Note that this library doesn't help you set flags per se--it just reads them.

##Basic Usage

Require this file in your own code:

    require_once '/your/path/feature-flags.php';

In your code, create a feature flag variable (name is your choice), and initialize:

either (one step):

    $FF = new FeatureFlags(
        array(
            'cookie'=>'FF',
            'uriParam'=>'ff',
            'ip'=>'10.0.0.0'
            )
        );

OR (two steps):

    $FF = new FeatureFlags();
    $FF->setDetect(
        array(
            'cookie'=>'FF',
            'uriParam'=>'ff',
            'ip'=>'10.0.0.0')
        );

see Detect Options, below

In your code, test for any flag, like so:

    $FF->isFlagged();
    // returns true when any flag is set

In your code, test for specific flags, like so:

    $FF->hasFlag('dog');
    // returns true when the "dog" flag is set

You also can see if a flag method is active, like so:

    $FF->usesMethod('cookie')
    // returns true when flag cookie detected

##Detect Options

In order to detect any flags, you need to tell the class where to look, using an array of options, for example:

    $FF = new FeatureFlags(
        array(
            'cookie'=>'FF',
            'uriParam'=>'ff',
            'ip'=>'10.0.0.0'
            )
        );

These represent "places" to look for flags: HTTP cookie, URL query string and (the requestor) IP Address. Each of these is optional, but the class obviously won't find any flags unless you give it at least one place to look.

This works:

    $FF = new FeatureFlags(array('cookie'=>'FF'));

As does this:

    $FF = new FeatureFlags(array('cookie'=>'FF','ip'=>'10.0.0.0'));

Note that these are used to indicate that the class should:

  • look for a cookie named FF
  • look for URL query parameters named ff
  • look for a client with an IP address of 10.0.0.0

##Flag Syntax

In addition to recognizing that a general flag is present via a cookie, URL query string, or IP address, this class will parse the actual values of the cookie and/or query string, and set these values as specific flags.

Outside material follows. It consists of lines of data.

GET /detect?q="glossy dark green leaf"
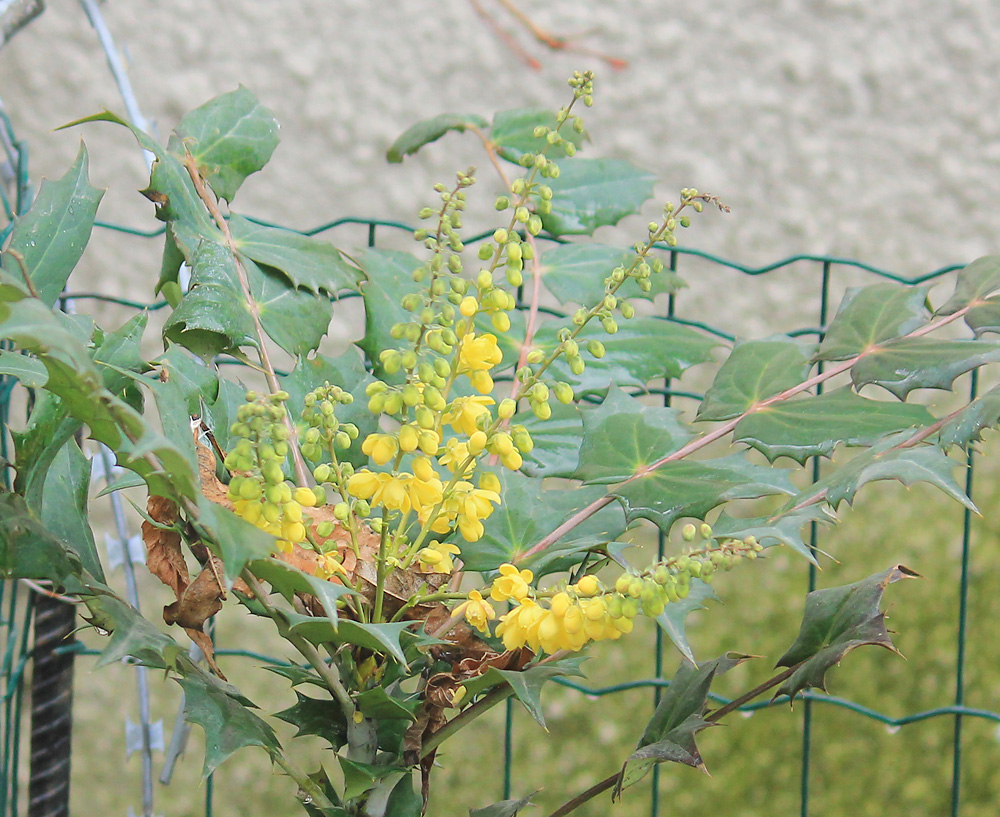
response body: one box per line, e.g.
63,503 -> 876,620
611,454 -> 795,533
851,337 -> 1000,400
816,283 -> 927,360
934,255 -> 1000,315
614,655 -> 749,798
775,565 -> 917,700
167,85 -> 278,201
385,113 -> 488,162
358,249 -> 421,378
163,240 -> 258,360
940,386 -> 1000,448
542,158 -> 656,235
229,214 -> 361,295
281,349 -> 378,467
468,470 -> 625,575
274,690 -> 347,750
39,439 -> 104,582
490,108 -> 586,162
511,403 -> 583,477
3,143 -> 104,306
698,335 -> 816,420
573,386 -> 694,484
542,244 -> 687,306
198,497 -> 275,587
177,675 -> 280,777
787,431 -> 978,513
733,386 -> 935,463
243,260 -> 333,356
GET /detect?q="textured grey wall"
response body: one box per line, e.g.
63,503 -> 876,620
0,0 -> 1000,300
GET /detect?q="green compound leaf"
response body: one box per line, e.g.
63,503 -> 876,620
612,654 -> 750,799
281,349 -> 378,467
542,159 -> 656,235
851,338 -> 1000,400
816,283 -> 927,360
229,214 -> 361,295
698,335 -> 816,420
573,386 -> 694,484
490,108 -> 586,161
0,491 -> 80,586
358,249 -> 421,379
276,684 -> 347,751
198,496 -> 275,588
3,143 -> 104,306
934,255 -> 1000,315
611,454 -> 795,533
177,674 -> 281,778
656,579 -> 719,663
733,386 -> 934,464
712,504 -> 836,564
243,259 -> 333,356
167,85 -> 278,202
461,469 -> 626,575
541,244 -> 687,306
786,431 -> 979,513
774,565 -> 918,700
247,558 -> 355,626
385,113 -> 489,163
939,386 -> 1000,448
511,403 -> 583,478
163,234 -> 257,360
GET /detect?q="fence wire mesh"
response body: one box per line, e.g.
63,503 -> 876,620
0,217 -> 1000,817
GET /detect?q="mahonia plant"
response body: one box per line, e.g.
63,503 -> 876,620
0,72 -> 1000,817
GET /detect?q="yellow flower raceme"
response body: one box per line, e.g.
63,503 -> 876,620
451,590 -> 496,633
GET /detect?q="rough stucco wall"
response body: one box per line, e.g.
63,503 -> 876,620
0,0 -> 1000,308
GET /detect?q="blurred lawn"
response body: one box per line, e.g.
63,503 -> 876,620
62,436 -> 1000,817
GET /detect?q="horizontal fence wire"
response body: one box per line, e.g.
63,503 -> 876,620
0,217 -> 1000,817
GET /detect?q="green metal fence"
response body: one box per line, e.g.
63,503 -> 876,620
0,210 -> 1000,817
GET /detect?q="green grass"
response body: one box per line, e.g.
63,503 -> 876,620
58,436 -> 1000,817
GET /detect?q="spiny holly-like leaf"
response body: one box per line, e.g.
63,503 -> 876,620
614,655 -> 749,798
167,85 -> 278,202
816,283 -> 927,360
163,234 -> 257,360
177,674 -> 281,777
775,565 -> 917,700
3,143 -> 104,306
712,504 -> 836,564
281,349 -> 378,467
611,454 -> 795,533
934,255 -> 1000,315
733,386 -> 934,463
0,491 -> 80,586
542,159 -> 656,235
469,791 -> 538,817
461,470 -> 625,575
229,215 -> 361,295
248,559 -> 355,626
198,496 -> 275,587
276,688 -> 347,750
358,249 -> 420,377
851,338 -> 1000,400
939,386 -> 1000,448
490,108 -> 585,162
385,113 -> 488,162
243,259 -> 333,355
541,244 -> 687,306
511,403 -> 583,478
573,386 -> 694,484
698,335 -> 816,420
656,579 -> 719,663
787,431 -> 978,513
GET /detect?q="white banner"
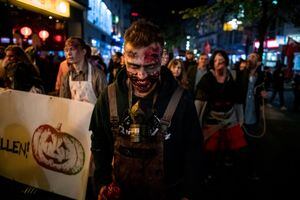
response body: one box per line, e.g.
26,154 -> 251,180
0,88 -> 94,200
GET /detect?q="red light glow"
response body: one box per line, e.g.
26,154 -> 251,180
20,26 -> 32,38
39,30 -> 49,41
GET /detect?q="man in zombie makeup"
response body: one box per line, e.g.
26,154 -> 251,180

Comma-separated values are recognized in both cookies and query strings.

Syntax examples:

###Query Strings

All valid:

?ff=Kurt
?ff=Elvin,Ringo

###Cookies

All valid values:

Kurt
Elvin,Ringo

See Also: Javascript Feature Flags

I've also created a simple Feature Flags function in Javascript, see Javascript Feature Flags. Note that these two libraries don't have 100% matching flag syntax--that's a TODO. Currently, the PHP library's flag syntax is subset of the JS's.